Pipeline configuration example

{
    "name": "rag_demo",
    "node_parser" : {
        "chunk_size": 250,
        "chunk_overlap": 48,
        "type": "simple"
    },
    "indexer": {
        "type": "faiss_vector",
        "model": {
            "model_id": "BAAI/bge-small-en-v1.5",
            "model_path": "./bge_ov_embedding",
            "device": "auto"
        }
    },
    "retriever": {
        "type": "vectorsimilarity",
        "top_k": 30
    },
    "postprocessors": [
        {
            "type": "reranker",
            "rerank_top_n": 5,
            "model": {
                "model_id": "BAAI/bge-reranker-large",
                "model_path": "./bge_ov_reranker",
                "device": "auto"
            }
        }
    ],
    "generator": {
        "model": {
            "model_id": "qwen2-7b-instruct",
            "model_path": "./qwen2-7b-instruct/INT4_compressed_weights",
            "device": "auto"
        },
        "prompt_path" : "./data/default_prompt.txt"
    },
    "active": "True"
}

UI

The EC-RAG UI is gradio. The user is able to select the models as well as input parameters in different stages for the pipeline. The chatbox is also integrated in the UI.

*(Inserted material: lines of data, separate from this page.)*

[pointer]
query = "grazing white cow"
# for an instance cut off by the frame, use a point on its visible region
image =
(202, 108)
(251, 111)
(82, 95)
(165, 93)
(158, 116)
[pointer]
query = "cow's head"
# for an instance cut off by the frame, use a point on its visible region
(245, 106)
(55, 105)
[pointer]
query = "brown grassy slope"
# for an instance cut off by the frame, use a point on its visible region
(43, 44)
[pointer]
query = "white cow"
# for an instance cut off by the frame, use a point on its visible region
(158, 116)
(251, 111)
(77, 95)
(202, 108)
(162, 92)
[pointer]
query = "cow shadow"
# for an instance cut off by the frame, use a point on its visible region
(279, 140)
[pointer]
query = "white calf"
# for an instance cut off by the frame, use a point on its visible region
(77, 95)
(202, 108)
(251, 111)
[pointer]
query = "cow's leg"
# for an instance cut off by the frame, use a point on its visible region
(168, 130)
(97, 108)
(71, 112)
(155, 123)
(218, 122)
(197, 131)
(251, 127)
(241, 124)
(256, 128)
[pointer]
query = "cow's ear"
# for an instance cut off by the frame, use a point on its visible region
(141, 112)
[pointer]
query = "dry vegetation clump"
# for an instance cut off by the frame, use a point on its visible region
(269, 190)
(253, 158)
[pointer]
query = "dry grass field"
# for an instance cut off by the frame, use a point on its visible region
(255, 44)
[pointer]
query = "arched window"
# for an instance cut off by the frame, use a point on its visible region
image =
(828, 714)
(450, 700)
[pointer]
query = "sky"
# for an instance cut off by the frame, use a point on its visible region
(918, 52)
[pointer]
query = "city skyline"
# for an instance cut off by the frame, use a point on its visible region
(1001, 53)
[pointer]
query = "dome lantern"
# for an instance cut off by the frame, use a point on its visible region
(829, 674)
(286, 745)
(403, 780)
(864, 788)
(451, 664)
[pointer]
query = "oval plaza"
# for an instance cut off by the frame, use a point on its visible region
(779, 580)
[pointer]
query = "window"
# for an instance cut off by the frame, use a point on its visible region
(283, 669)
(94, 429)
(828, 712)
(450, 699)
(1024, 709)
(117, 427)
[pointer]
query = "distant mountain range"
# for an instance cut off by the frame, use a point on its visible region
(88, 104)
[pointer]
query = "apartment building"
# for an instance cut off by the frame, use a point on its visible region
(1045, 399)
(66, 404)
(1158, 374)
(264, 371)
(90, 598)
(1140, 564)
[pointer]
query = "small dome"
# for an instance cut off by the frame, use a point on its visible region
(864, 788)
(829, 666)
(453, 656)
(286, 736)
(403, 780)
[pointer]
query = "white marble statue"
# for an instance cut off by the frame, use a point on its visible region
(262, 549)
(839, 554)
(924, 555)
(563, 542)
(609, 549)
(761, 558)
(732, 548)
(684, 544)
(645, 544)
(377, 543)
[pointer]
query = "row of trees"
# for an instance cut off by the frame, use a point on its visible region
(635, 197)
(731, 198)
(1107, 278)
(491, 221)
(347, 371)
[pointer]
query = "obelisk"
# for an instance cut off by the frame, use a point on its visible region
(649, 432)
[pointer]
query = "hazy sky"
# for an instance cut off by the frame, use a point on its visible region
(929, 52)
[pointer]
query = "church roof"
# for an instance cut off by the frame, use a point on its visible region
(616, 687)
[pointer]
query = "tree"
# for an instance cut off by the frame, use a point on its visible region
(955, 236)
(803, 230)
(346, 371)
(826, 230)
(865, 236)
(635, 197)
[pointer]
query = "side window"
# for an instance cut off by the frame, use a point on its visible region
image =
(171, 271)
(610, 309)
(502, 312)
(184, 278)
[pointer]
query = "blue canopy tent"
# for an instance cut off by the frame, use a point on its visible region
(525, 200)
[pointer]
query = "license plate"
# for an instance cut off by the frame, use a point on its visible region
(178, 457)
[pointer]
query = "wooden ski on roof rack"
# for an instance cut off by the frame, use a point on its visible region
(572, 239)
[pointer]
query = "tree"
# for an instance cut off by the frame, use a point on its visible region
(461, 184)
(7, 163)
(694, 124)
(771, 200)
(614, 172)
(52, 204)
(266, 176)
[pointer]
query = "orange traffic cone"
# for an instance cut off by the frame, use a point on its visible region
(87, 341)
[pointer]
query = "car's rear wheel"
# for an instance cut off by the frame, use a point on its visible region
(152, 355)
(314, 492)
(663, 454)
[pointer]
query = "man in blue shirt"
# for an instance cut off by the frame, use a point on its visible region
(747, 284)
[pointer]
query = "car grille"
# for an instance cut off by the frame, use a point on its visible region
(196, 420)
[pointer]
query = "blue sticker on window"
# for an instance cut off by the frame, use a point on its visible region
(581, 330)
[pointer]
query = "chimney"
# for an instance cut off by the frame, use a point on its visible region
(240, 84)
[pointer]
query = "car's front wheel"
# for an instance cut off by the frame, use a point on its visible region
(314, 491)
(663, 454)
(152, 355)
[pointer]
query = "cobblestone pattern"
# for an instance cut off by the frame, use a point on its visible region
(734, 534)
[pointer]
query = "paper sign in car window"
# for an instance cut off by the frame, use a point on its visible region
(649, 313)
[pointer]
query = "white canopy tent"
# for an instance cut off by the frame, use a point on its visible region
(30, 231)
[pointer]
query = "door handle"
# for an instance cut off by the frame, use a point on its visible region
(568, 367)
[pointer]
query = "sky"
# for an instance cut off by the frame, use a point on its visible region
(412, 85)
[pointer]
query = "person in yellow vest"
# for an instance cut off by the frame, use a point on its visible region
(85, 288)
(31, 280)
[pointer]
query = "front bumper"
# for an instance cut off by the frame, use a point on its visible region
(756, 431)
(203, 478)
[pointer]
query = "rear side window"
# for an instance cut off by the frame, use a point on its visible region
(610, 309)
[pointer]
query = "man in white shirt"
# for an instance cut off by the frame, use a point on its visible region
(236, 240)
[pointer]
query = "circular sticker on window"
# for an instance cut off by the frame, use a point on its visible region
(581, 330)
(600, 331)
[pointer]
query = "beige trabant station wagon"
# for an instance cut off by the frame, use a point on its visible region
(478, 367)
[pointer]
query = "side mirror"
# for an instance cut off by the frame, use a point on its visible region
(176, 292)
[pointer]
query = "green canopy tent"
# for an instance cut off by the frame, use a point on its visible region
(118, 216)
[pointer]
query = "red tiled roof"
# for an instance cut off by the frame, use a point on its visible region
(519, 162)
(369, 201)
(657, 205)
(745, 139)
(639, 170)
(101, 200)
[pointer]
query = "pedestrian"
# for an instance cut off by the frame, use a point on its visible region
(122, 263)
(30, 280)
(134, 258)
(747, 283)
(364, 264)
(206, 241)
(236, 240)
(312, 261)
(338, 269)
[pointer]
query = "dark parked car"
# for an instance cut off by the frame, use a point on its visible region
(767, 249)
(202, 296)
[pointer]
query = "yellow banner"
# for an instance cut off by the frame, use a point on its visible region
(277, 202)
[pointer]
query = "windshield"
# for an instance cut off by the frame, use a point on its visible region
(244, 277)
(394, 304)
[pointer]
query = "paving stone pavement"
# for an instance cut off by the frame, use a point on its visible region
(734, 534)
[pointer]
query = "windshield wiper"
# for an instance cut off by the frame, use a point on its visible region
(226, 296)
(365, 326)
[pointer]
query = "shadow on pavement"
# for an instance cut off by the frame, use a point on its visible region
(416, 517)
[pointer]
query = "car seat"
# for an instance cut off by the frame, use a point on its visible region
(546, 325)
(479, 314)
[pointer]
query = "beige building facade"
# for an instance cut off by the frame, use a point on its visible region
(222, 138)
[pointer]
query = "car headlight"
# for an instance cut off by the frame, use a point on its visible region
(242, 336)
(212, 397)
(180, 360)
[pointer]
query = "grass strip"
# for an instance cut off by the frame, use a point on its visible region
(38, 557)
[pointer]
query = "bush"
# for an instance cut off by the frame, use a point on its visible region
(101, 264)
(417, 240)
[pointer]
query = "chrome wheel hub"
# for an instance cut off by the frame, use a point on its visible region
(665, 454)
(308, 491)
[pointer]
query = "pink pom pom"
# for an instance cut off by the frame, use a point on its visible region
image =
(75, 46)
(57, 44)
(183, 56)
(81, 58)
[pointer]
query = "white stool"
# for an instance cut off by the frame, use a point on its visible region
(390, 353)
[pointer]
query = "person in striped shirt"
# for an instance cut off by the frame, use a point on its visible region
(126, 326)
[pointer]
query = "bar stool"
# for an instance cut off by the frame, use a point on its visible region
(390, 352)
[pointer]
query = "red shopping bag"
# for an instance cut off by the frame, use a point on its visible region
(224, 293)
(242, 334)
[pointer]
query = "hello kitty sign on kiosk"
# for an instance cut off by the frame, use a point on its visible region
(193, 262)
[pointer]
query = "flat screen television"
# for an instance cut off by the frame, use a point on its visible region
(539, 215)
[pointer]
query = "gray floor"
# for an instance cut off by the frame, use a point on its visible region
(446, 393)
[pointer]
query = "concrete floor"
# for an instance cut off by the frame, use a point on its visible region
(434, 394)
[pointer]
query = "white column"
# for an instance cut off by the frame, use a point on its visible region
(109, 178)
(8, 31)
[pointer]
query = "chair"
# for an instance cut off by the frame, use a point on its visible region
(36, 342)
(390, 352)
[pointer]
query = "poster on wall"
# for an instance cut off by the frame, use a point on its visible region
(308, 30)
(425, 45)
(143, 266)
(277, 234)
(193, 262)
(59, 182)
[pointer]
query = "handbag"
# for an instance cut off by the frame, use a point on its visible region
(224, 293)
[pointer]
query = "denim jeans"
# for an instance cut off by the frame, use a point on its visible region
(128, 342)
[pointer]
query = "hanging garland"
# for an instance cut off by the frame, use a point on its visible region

EC-RAG UI - Model Condiguration EC-RAG UI Model Configuration

EC-RAG UI - Chatbot with settings EC-RAG UI Chatbot

Compatibility

EC-RAG megaservice and microservice are compatible with the existing OPEA GenAIExamples and GenAIComps repos. The EC-RAG leverages the LLM microservice and the VectorDB microservice from GenAIComps.

Miscellaneous

The EC-RAG will be developed in 2 phases.

Phase 1

The UI, gateway, and EC-RAG pipeline will be finished without Vector DB as persistent DB. Instead, FAISS will be used for vector search and keep vector store in memory.

In this phase, the LLM inferencing will happen in the pipeline until the LLM serving microservice supports Intel(R) Iris(R) Xe Graphics and Intel(R) Arc(TM) A-Series Graphics.

Phase 2

The vector DB will be enabled in this phase as well as LLM inferencing on Intel(R) Iris(R) Xe Graphics and Intel(R) Arc(TM) A-Series Graphics.